Department of Biostatistics, Colorado School of Public Health, University of Colorado, Denver, Aurora, CO, USA.
BMC Med Res Methodol. 2010 Jan 11;10:3. doi: 10.1186/1471-2288-10-3.
Cancer screening reduces cancer mortality when early detection allows successful treatment of otherwise fatal disease. There are a variety of trial designs used to find the best screening test. In a series screening trial design, the decision to conduct the second test is based on the results of the first test. Thus, the estimates of diagnostic accuracy for the second test are conditional, and may differ from unconditional estimates. The problem is further complicated when some cases are misclassified as non-cases due to incomplete disease status ascertainment.
For a series design, we assume that the second screening test is conducted only if the first test had negative results. We derive formulae for the conditional sensitivity and specificity of the second test in the presence of differential verification bias. For comparison, we also derive formulae for the sensitivity and specificity for a single test design, both with and without differential verification bias.
Both the series design and differential verification bias have strong effects on estimates of sensitivity and specificity. In both the single test and series designs, differential verification bias inflates estimates of sensitivity and specificity. In general, for the series design, the inflation is smaller than that observed for a single test design.The degree of bias depends on disease prevalence, the proportion of misclassified cases, and on the correlation between the test results for cases.
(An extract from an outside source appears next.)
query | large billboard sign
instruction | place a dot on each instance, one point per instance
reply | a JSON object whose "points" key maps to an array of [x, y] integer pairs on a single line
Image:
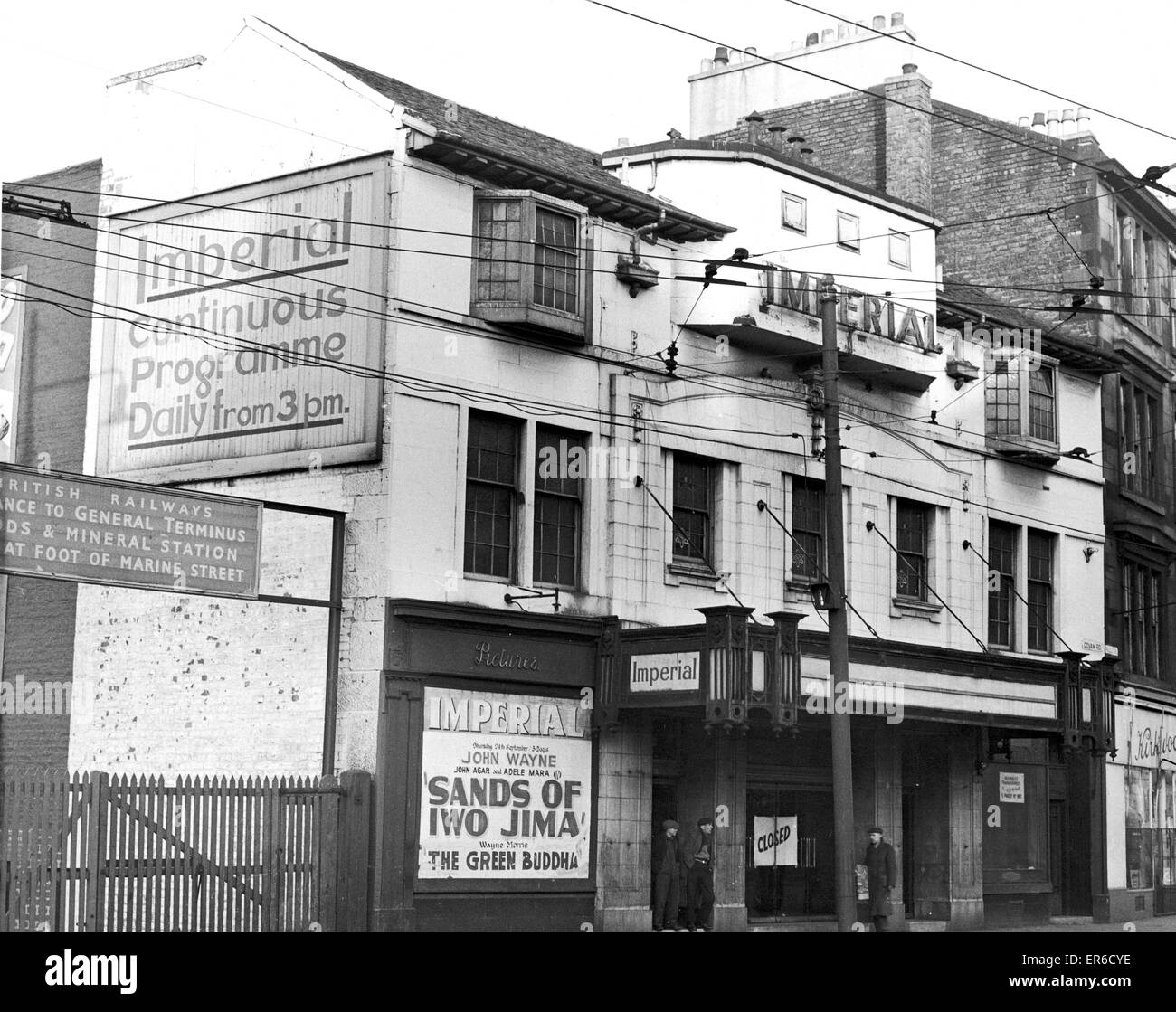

As disease prevalence increases, the observed conditional sensitivity is unaffected. However, there is an increasing upward bias in observed conditional specificity. As the proportion of correctly classified cases increases, the upward bias in observed conditional sensitivity and specificity decreases. As the agreement between the two screening tests becomes stronger, the upward bias in observed conditional sensitivity decreases, while the specificity bias increases.
In a series design, estimates of sensitivity and specificity for the second test are conditional estimates. These estimates must always be described in context of the design of the trial, and the study population, to prevent misleading comparisons. In addition, these estimates may be biased by incomplete disease status ascertainment.
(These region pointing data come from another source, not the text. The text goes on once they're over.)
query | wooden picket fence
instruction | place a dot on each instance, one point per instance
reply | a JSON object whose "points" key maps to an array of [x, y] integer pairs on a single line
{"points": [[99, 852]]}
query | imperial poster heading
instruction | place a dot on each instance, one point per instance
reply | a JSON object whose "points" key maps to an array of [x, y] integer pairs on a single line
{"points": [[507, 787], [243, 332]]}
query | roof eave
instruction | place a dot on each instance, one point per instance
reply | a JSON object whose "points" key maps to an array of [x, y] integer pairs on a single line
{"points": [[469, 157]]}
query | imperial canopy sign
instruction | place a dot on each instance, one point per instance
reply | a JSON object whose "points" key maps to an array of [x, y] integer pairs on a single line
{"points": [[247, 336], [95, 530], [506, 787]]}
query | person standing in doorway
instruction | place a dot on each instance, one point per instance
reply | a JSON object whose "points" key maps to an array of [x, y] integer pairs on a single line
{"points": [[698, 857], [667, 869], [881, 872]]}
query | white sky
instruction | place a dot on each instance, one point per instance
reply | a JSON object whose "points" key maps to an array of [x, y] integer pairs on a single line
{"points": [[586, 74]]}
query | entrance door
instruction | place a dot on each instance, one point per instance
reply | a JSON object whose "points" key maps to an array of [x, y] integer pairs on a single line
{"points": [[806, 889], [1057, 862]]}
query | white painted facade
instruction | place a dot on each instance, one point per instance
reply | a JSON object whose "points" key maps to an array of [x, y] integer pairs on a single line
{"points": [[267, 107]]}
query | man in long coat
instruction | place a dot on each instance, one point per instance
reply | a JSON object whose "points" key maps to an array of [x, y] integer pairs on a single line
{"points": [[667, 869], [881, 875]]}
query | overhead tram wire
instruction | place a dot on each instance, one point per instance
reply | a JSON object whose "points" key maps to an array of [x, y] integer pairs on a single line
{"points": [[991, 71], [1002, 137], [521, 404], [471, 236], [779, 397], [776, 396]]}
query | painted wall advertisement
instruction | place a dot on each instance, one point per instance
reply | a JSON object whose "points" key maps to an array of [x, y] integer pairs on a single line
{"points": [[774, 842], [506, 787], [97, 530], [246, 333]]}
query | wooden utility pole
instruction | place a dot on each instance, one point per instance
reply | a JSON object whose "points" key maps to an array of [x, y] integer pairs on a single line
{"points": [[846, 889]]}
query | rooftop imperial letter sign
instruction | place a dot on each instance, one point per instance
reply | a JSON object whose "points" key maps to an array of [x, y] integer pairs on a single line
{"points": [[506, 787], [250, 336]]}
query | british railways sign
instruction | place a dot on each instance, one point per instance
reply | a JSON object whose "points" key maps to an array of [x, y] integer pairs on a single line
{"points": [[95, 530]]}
癌症筛查可降低癌症死亡率,因为早期发现可成功治疗原本致命的疾病。有多种试验设计用于寻找最佳的筛查测试。在系列筛查试验设计中,进行第二次测试的决定是基于第一次测试的结果。因此,第二次测试的诊断准确性估计是有条件的,可能与无条件估计不同。当由于不完全的疾病状态确定而将某些病例错误分类为非病例时,问题会变得更加复杂。
对于系列设计,我们假设仅当第一次测试结果为阴性时才进行第二次筛查测试。我们推导出存在差异验证偏差时第二次测试的条件敏感性和特异性的公式。作为比较,我们还推导出具有和不具有差异验证偏差的单次测试设计的敏感性和特异性的公式。
系列设计和差异验证偏差都会对敏感性和特异性的估计产生强烈影响。在单次测试和系列设计中,差异验证偏差都会夸大敏感性和特异性的估计。一般来说,对于系列设计,膨胀幅度小于单次测试设计。偏差的程度取决于疾病流行率,错误分类病例的比例以及病例的测试结果之间的相关性。随着疾病流行率的增加,观察到的条件敏感性不受影响。但是,观察到的条件特异性呈上升的偏倚。随着正确分类病例的比例增加,观察到的条件敏感性和特异性的向上偏差减小。随着两个筛查测试之间的一致性增强,观察到的条件敏感性的向上偏差减小,而特异性偏差增加。
在系列设计中,第二次测试的敏感性和特异性估计是有条件的估计。这些估计必须始终根据试验设计和研究人群的情况进行描述,以防止产生误导性的比较。此外,这些估计可能会因不完全的疾病状态确定而存在偏差。